In November 2023, the company failed to pay workers in Massachusetts.

On November 14, 2023, all Detroit-area Boston Market locations were permanently shuttered and were handed eviction notices due to unpaid rent. On November 20, 2023, all 8 remaining Connecticut Boston Market locations, located in East Haven, Meriden, West Hartford, Wilton, Stratford, Milford, Bristol, and Newington, were permanently shuttered and issued eviction notices due to unpaid rent. Boston Market and owner Pandya filed for Chapter 11 bankruptcy in December 2023.

On January 10, 2024, the company announced that it would allow anyone to open a Boston Market franchise without the usual franchise fees or other buy-in requirements.

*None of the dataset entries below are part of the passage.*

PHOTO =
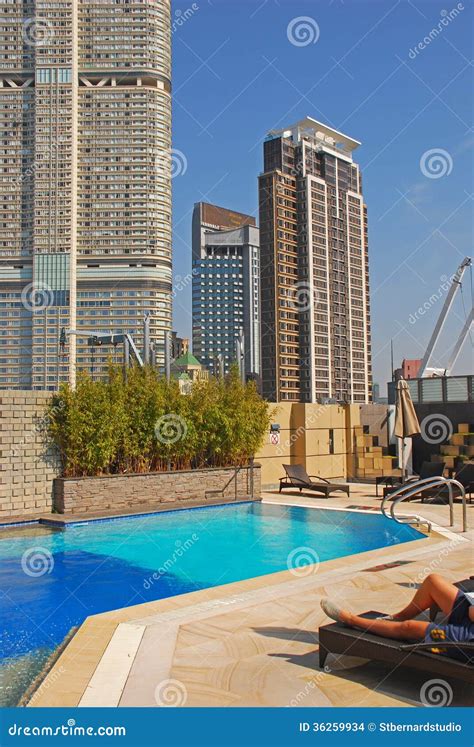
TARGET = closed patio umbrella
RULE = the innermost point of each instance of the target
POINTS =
(406, 421)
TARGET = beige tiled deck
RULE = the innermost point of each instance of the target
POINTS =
(254, 642)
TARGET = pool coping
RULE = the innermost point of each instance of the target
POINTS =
(84, 653)
(71, 520)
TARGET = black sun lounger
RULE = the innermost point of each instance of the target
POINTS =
(338, 639)
(297, 477)
(466, 585)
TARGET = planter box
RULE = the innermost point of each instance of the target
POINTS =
(81, 495)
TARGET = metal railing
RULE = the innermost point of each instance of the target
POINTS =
(410, 489)
(237, 470)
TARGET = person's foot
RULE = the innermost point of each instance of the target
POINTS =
(335, 612)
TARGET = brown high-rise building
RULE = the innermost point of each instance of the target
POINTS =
(315, 309)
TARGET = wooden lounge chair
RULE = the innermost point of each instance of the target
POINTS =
(465, 475)
(428, 469)
(466, 585)
(338, 639)
(297, 477)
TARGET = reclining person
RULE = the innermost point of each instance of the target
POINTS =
(435, 590)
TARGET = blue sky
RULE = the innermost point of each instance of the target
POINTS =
(237, 73)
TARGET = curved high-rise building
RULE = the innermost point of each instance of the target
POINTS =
(85, 182)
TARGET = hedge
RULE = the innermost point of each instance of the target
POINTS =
(142, 423)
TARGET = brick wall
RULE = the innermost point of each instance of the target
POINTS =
(27, 469)
(122, 492)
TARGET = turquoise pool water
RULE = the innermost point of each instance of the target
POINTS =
(51, 580)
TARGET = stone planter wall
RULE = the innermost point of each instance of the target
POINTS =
(27, 468)
(156, 489)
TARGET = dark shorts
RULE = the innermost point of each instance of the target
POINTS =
(459, 629)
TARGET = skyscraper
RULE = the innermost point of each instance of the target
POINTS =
(316, 338)
(85, 205)
(226, 292)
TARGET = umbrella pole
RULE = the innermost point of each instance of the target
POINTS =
(403, 461)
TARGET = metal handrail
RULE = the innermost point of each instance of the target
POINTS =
(410, 489)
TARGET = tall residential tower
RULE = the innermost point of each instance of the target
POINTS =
(226, 287)
(85, 203)
(316, 340)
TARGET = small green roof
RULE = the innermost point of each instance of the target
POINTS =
(187, 359)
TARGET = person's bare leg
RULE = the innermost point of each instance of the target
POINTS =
(434, 590)
(408, 630)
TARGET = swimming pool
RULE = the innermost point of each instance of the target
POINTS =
(51, 580)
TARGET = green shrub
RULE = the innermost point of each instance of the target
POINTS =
(143, 423)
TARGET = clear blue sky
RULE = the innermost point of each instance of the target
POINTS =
(237, 75)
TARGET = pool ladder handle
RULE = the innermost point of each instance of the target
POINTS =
(221, 491)
(415, 488)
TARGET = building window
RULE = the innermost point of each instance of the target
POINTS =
(64, 75)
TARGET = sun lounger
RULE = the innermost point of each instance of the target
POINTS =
(339, 639)
(297, 477)
(466, 585)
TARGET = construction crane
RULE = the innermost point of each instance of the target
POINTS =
(456, 285)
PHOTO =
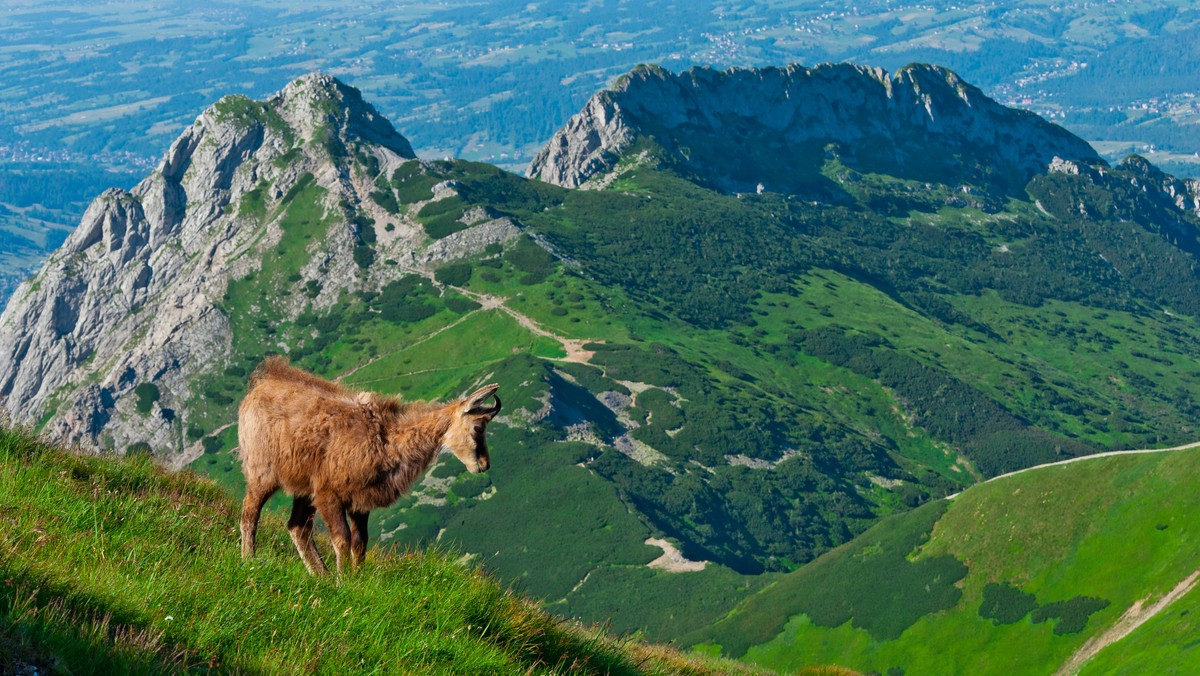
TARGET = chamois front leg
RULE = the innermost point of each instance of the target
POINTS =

On January 11, 2024, Boston Market's bankruptcy case was dismissed after the company was unresponsive to court requests. On February 1, 2024, US Foods won its lawsuit against Boston Market, with federal judge Manish Shah saying that Boston Market's defenses in the lawsuit were "gossamer". On February 12, 2024, shortly after its second bankruptcy was dismissed, Boston Market filed for bankruptcy for the third time after losing the US Foods lawsuit.

On September 24, 2024, a U.S. bankruptcy judge dismissed Boston Market's appeal regarding a $15 million judgement awarded to US Foods, citing a "lack of prosecution" and Pandya's "bad faith," "delay tactics" and "willful disregard".